ただし、開業届を出していないことで、税制優遇や制度利用のチャンスを逃す可能性があるのです。
開業届を出すメリットとは?
開業届を出すことには義務はありませんが、実は出すことでさまざまな制度や仕組みを有利に使えるようになります。
特にフリーランスや業務委託として働く人にとって大きなメリットとなるポイントを4つ紹介します。
① 青色申告ができる(最大65万円の控除)
開業届と同時に「青色申告承認申請書」も提出すれば、青色申告による節税メリットを受けることができます。
青色申告の主なメリットは次のとおりです。
- 最大65万円の所得控除(条件を満たせば)
- 赤字の繰り越しが最大3年間可能(翌年以降の黒字と相殺できる)
- 家族への給与を「専従者給与」として経費計上できる(事業に従事している場合)
白色申告と比べて帳簿付けの手間は増えますが、それ以上に節税効果が大きいため、事業所得がある程度見込まれる人には圧倒的に有利です。
② 銀行口座やクレジットカードで「事業者としての信用」が得られる
開業届を出しておくことで、次のような“信用力”のある取引環境が整います。
- 屋号付きの銀行口座を開設しやすくなる
- ビジネス用クレジットカードの申請が通りやすくなる
- フリーランスとしての身分証明の代わりになる(補助金・助成金の申請などで活用)
特に、取引先やクライアントに「個人ではなく事業者として契約したい」と思われるような場合、開業届を出しているかどうかが大きな違いになります。

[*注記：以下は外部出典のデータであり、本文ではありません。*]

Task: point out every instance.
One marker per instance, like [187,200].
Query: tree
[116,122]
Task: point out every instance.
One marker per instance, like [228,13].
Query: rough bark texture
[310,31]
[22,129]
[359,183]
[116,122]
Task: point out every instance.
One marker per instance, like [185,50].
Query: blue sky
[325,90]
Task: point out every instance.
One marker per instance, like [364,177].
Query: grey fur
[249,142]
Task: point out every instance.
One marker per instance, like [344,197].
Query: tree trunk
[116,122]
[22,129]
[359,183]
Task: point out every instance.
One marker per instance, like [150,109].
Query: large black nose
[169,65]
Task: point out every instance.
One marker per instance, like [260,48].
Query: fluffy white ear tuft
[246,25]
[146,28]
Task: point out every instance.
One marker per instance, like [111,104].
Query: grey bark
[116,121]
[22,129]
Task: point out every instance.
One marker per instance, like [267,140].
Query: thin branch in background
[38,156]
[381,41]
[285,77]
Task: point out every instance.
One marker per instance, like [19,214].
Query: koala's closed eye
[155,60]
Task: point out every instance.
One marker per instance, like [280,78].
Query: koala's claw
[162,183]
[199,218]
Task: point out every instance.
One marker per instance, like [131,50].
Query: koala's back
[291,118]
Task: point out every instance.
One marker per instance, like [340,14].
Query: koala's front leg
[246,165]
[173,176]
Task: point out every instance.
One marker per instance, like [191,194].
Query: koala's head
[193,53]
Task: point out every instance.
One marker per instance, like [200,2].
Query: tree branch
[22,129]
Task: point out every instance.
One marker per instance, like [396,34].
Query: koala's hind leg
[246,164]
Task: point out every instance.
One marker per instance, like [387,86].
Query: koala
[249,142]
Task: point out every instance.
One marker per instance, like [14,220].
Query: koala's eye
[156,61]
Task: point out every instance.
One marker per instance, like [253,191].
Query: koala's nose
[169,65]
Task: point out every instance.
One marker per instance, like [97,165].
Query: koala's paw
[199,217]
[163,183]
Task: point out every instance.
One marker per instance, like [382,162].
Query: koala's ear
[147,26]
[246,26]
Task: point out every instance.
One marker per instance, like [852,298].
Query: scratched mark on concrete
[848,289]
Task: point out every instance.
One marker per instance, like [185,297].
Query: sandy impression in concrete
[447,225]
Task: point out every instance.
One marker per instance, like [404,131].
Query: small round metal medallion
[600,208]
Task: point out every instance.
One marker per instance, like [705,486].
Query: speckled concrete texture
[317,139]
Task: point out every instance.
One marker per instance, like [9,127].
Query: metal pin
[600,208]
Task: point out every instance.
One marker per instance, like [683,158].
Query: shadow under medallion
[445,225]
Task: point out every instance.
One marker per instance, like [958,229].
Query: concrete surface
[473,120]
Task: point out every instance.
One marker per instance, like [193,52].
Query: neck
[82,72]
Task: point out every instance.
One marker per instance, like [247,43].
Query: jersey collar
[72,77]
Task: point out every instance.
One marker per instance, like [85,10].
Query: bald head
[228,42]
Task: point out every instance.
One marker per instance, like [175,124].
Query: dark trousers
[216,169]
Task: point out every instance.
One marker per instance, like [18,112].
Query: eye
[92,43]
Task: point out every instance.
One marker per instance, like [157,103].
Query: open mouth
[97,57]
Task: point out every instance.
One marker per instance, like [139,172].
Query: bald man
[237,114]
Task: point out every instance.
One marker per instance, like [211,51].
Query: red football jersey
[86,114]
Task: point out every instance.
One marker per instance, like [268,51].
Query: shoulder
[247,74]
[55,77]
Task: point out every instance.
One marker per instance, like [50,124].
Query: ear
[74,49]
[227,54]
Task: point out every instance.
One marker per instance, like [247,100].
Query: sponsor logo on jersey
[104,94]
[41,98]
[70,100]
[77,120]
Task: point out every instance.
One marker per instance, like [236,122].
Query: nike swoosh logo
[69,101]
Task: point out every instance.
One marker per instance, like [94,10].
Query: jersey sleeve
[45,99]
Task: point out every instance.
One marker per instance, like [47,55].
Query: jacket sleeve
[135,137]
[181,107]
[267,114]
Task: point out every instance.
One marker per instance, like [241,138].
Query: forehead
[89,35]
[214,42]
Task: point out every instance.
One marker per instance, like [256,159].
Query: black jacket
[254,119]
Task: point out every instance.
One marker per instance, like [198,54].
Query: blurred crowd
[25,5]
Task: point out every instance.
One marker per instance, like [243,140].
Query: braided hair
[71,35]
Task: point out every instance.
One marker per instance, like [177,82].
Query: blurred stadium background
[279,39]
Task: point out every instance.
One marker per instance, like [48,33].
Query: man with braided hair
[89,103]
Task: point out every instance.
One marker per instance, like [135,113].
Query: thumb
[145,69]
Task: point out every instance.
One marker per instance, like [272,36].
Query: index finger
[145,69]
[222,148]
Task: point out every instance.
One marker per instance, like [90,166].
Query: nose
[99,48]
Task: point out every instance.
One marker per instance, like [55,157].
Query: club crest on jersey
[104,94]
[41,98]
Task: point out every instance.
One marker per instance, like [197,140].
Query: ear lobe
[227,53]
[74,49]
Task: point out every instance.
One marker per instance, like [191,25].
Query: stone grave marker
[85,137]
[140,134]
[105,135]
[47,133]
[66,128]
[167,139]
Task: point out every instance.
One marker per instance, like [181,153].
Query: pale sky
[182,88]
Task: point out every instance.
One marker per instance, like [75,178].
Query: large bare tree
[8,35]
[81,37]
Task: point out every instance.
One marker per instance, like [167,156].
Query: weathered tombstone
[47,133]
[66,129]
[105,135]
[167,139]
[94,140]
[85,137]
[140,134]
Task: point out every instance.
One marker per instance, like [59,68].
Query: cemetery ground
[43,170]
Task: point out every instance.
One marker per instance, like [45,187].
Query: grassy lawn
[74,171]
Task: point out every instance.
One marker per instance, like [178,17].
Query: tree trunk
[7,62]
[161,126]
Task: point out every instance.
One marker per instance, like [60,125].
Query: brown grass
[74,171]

③ 小規模企業共済や各種補助金・助成金の対象になりやすい
「開業届を提出している=個人事業主として認められている」という状態が、さまざまな制度の利用条件になることがあります。
たとえば、
- 小規模企業共済(退職金の積立制度)
- 持続化補助金、創業支援補助金などの自治体制度
- 商工会議所や中小企業庁が行う支援事業への応募
こうした制度を将来的に活用したいと考えているなら、開業届を出しておくことでスタートラインに立てるという意味でも非常に有効です。
④ フリーランスでも「再就職手当」がもらえる可能性がある
意外と知られていませんが、フリーランスとして働き始めた場合でも、一定の条件を満たせば「再就職手当」をもらえるケースがあります。
その際に重要となるのが「就職(=開業)を証明できる書類」——つまり、開業届です。
この点については、後程詳しく解説しますが、失業保険を受給中の方にとっては特に重要なポイントです。
開業届を出すデメリット・注意点
開業届には多くのメリットがありますが、一方で注意すべき点や、人によってはデメリットとなり得る点も存在します。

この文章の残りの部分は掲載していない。